OLYMPIA, Wash. -- A ground-breaking problem solver investigation is firing up state lawmakers.
Late last month KOMO News reported that the most vulnerable children in Washington state are dying at an alarming rate.
Key lawmakers plan to use the information uncovered to force stronger protections for children under state custody.
"Am I fired up for this? you're darn right!" said Rep. Mike Armstrong, R-Wenatchee.
KOMO News spent more than two years analyzing the death reports of children who had had some contact with the state's children's administration. The investigation uncovered startling and disturbing numbers.
Since 2002, the state ruled 121 children died of abuse or neglect. That's more than one child dying every single month.
Michael Ravenell's son, Kekoa, was one of those children. Ravenell called Child Protective Services several times, concerned his son was being abused.

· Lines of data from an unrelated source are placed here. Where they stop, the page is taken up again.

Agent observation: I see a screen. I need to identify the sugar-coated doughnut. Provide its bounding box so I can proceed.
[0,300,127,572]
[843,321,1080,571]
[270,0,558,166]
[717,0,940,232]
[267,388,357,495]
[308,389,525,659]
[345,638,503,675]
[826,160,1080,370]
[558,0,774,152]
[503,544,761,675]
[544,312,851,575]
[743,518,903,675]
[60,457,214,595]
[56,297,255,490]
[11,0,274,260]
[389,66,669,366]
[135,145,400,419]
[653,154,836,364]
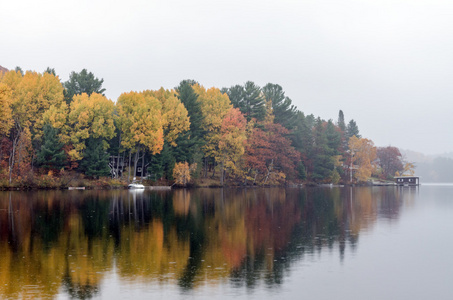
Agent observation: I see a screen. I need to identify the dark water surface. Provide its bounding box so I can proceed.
[0,185,453,300]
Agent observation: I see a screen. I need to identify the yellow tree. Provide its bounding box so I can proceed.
[214,108,247,185]
[0,71,64,183]
[173,162,197,186]
[143,88,190,146]
[68,93,115,160]
[117,92,164,177]
[349,135,377,181]
[0,82,13,136]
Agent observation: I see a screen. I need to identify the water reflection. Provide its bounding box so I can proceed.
[0,188,410,299]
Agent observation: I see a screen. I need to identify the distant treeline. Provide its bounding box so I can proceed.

"Bottom line: the system failed me," said Ravenell. "I wish he was still with us here."
Both state Sen. Val Stevens, R-Arlington, and Armstrong were shocked by what KOMO's investigation revealed.
"My fire has just grown as I watched, as I watched your show and your presentation," Armstrong said. "I got emotional the first time I saw it."

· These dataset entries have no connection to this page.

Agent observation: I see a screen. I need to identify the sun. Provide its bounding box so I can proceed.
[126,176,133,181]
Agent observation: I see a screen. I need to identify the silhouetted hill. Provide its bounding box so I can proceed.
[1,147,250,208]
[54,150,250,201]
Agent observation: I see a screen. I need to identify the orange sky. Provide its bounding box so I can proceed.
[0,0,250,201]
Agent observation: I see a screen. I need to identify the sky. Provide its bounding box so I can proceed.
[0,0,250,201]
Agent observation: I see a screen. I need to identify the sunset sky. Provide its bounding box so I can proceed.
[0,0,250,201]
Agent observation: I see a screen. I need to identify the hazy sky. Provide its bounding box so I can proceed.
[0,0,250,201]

Armstrong will push the Legislature in January to break apart the Department of Social and Health Services and make children's administration a separate agency.
Currently DSHS dwarfs all other state agencies with a nearly $20 billion budget and 19,000 employees.
"Everybody that works at DSHS considers their agency to be an agency, within an agency, within an agency," said Armstrong.
Stevens has worked for years to improve the system but says she's never been able to get hard numbers from the state. Those are the startling numbers of child fatalities that KOMO News compiled.
"(I've asked myself) 'Why are they doing this?Is it deliberate?' And I've come to the conclusion, 'oh, amen, it is deliberate.'"
Susan Dreyfus, the new secretary of DSHS, promises both accountability and transparency.
"We have to be accountable," she said. "There is no worse day in this state when a child's not safe in their own home. I mean, it is of urgent importance."
But both Armstrong and Stevens say while they respect Dreyfus' commitment, no one person can handle such a large agency.
"I have reached my limit - my patience - children are dying," Stevens said.
And while both Stevens and Armstrong are Republicans, they're adamant that protecting children isn't partisan. In fact, nearly as many Democrats as Republicans have signed onto Armstrong's bill.
"Somebody's gotta be fighting for these kids," said Armstrong.
But Armstrong is also realistic. January will be just a short legislative session, and the state is facing major budget shortfalls.
So Armstrong plans to use KOMO's investigation to push the issue this session, get other legislators on board and build up steam for 2011.
The state children's administration disputes the problem solvers numbers, saying only 105 children died of abuse or neglect since 2002. The agency claims "any death of a child is tragic" and "they continue to learn from these tragedies."
KOMO News stands by all of the information uncovered during the investigation.